The Cancel the Cuts campaign was created in early 2023, with CUPE Ontario working alongside fellow plan sponsor OPSEU/SEFPO. The campaign trained dozens of pension activists to mobilize plan members to fight any proposals for changes to OMERS. They held meetings with workplace colleagues, worked with CUPE locals to pass resolutions against cuts to OMERS, and gathered signatures on petitions.
Victory came in late fall when, after the years-long review, OMERS’ Sponsors Corporation confirmed that no cuts would be made to the existing plan.
“We knew that there was no case to be made that could justify cuts to members’ pensions. Cancel the Cuts was a sign to OMERS that it would have a fight on its hands if it had gone ahead with changes,” said CUPE Ontario president Fred Hahn.
“All signs were pointing to the sponsors corporation’s review being a justification of cuts to workers’ pensions.

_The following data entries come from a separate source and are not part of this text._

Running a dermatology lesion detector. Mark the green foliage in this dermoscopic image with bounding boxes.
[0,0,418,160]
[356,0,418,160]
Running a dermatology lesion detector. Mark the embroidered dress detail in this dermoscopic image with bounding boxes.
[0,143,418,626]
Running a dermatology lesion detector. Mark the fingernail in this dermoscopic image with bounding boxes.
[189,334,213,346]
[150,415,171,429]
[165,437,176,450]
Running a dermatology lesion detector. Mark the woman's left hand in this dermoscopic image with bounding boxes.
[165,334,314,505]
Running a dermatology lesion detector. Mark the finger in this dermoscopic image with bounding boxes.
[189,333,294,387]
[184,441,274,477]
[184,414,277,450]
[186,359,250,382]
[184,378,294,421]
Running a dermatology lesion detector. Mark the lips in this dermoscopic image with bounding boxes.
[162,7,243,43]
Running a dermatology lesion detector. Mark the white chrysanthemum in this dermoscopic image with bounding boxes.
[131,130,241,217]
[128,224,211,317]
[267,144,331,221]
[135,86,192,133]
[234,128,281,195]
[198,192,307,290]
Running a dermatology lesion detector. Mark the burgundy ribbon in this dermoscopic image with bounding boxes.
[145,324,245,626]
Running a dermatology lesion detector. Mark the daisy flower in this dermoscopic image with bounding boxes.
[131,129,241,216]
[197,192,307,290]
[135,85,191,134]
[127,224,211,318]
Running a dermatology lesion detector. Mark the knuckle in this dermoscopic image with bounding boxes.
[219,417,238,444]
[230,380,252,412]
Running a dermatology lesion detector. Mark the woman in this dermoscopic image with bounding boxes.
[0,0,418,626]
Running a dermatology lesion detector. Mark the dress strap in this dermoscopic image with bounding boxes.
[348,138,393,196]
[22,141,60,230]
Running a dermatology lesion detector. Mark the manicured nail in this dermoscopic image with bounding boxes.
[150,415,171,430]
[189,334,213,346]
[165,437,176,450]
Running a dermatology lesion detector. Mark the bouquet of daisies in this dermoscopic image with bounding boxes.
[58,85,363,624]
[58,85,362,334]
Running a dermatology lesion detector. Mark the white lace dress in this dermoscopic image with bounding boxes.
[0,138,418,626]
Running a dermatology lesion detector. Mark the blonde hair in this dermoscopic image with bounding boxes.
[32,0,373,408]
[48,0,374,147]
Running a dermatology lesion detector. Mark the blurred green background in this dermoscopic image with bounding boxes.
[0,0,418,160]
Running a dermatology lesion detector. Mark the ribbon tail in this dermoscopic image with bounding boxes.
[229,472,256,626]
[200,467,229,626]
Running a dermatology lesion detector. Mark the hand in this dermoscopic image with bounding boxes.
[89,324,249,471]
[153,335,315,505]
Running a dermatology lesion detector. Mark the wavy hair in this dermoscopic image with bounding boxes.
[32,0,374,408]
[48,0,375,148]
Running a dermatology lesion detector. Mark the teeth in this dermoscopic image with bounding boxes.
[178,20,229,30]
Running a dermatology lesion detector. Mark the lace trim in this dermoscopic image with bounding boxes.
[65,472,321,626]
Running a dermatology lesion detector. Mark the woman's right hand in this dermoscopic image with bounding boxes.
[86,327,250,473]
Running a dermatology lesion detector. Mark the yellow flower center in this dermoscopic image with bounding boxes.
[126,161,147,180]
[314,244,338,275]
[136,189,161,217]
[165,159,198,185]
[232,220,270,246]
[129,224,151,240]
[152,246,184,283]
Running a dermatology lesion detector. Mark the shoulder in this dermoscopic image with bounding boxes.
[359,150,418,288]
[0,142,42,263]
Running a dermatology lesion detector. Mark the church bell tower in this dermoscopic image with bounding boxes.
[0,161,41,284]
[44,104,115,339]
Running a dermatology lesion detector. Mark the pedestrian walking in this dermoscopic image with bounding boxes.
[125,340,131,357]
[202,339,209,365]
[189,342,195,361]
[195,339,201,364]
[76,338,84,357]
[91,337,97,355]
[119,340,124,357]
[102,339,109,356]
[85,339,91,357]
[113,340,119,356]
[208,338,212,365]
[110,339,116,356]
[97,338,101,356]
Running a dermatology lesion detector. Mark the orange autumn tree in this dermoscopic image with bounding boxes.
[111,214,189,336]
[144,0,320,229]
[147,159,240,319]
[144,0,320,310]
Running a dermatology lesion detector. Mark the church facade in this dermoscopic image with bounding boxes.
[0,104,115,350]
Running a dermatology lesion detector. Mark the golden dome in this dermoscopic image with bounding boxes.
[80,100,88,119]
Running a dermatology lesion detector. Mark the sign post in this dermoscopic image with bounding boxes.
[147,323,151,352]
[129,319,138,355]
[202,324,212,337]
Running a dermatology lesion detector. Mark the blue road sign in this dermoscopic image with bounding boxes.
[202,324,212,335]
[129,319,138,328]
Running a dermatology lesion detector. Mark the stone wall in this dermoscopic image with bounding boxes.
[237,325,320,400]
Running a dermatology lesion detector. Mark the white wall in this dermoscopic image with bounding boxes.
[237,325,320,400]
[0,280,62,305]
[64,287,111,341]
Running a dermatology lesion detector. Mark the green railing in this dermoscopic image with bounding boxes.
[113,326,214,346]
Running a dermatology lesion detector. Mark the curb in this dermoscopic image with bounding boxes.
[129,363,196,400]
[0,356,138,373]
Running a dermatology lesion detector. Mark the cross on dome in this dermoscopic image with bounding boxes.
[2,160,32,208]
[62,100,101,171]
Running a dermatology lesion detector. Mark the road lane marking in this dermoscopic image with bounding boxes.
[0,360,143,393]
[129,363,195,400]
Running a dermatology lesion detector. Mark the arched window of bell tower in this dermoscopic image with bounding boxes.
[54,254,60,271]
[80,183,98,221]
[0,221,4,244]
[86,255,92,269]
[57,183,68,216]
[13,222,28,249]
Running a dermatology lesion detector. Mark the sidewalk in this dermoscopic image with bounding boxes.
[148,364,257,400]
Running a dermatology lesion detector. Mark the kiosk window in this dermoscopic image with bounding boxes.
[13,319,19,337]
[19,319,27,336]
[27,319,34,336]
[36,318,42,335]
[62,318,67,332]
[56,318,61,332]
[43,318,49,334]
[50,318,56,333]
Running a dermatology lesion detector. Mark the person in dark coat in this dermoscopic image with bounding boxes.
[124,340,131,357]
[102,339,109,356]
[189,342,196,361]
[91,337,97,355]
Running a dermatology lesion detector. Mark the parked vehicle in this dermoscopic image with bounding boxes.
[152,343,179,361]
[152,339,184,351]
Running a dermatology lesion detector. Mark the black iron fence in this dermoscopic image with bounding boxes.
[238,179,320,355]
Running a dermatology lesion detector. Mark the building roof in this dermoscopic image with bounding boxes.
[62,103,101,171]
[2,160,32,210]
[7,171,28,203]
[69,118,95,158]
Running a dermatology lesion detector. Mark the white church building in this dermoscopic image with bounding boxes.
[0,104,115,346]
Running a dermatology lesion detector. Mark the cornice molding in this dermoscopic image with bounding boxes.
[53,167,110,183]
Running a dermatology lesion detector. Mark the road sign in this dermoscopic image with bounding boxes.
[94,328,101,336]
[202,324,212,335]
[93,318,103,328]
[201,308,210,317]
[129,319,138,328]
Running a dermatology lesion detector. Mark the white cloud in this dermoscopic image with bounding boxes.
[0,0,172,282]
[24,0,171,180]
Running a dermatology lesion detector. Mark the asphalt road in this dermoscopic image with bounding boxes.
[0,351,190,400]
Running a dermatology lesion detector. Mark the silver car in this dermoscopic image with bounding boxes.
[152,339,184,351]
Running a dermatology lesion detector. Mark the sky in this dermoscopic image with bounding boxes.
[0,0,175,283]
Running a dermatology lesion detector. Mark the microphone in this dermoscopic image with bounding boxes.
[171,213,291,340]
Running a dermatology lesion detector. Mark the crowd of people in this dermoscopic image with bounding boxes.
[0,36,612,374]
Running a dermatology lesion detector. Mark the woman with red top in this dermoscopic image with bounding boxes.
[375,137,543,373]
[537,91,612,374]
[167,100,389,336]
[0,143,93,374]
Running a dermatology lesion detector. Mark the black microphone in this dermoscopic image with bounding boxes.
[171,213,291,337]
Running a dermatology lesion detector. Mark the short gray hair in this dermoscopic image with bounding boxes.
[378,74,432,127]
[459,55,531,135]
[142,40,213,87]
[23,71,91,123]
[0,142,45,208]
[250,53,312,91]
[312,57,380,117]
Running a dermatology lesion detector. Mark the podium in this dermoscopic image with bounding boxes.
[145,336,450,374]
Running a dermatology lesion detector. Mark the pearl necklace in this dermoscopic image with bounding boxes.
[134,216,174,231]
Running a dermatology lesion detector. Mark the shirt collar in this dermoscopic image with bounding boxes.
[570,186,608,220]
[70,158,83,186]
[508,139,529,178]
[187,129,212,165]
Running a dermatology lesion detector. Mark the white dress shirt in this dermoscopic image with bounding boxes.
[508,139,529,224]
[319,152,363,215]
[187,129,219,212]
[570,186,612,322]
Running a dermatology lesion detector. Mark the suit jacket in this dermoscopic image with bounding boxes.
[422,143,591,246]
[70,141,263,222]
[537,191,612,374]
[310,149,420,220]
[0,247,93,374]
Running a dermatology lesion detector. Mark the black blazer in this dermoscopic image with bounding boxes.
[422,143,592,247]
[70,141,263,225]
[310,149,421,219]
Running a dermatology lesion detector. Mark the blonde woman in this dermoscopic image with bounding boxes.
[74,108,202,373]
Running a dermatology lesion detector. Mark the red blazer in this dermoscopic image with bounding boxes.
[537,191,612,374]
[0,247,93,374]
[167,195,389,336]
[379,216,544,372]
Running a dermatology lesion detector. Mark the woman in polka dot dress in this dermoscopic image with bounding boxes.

But union members weren’t going to stand for that: they got involved, they mobilized, they spoke to other plan members, and they showed OMERS that it would have a fight on its hand if it tried to cut our pensions.”
Hahn spoke with pride of the work by CUPE members to ensure no cuts were made to the plan.
“This year saw a major win for all OMERS plan members. We are all deeply grateful to the activists who spoke up to defend their and their colleagues’ pensions. The lesson we hope the SC has learned is that they can’t say they’ve consulted us and then do whatever they want – unions should have a direct and unencumbered voice at the table, and we won’t be satisfied until we get it.”